あの美しい生き物を殺してしまうのは確かに気が咎める。
こちら側の作戦本部と騎士達に緊張が走った。
ミュートウ子爵がこれまで好き勝手できたのは、ユニコーンの守護があったからだ。
一頭で一軍を相手にできる強さを持つ精霊が、何十頭と群れを作ってミュートウを守っている。
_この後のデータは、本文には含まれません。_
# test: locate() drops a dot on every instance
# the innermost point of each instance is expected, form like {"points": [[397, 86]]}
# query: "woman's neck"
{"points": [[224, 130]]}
だからこれまで誰もミュートウに手出しができなかった。
作戦本部内にいる人々の目がわたしに向けられる。
分かっているよ。
わたしの出番だね。
わたしは覚悟を決めた。
いくらリュゼ様でも、何十頭もいるユニコーンと戦ったりはしないだろう。
まずは話し合いから始めるはずだ。
神もユニコーンを滅ぼさないように手配してたわけだし。
行け、わたし!
わたしは丘の上で高々と手を掲げ、宣言した。
「『天使召喚』!」
戦場を見下ろす広大な空がまばゆいばかりの光を放った。
そして光がおさまったとき、そこにいたのは。
「「「「「おおおおおおおおっっっ!!!!」」」」
騎士達の歓声が響く。
貴族も神官も、ひざまずいて涙を流しながら祈りを捧げた。
白いおひげの大司教様が震える声で言った。
「リュエール・デ・ゼトワール様とその配下の天使団様……!!」
100人くらいいそうな天使がみな、思い思いの鎧や兜に身を包み、手にはごっつい武器を持って現れた。
呼んでないのに大量に来たーーーーっ!!
わたしは叫び声を必死で抑えた。
わたしは聖女、わたしは聖女、こんな事はよくある事っ!!
『ものども、かかりなさい!!』
リュゼ様の命令一下、天使達が雄叫びを上げてユニコーン達に襲いかかる。
ひいいいいいいっ!!
天使達のあまりの恐ろしさにわたしは震えた。
逃げてっ!
ユニコーンたち逃げてっ!!
それヤバいヤツだから、フリじゃないから、お願い逃げてえっっ!!!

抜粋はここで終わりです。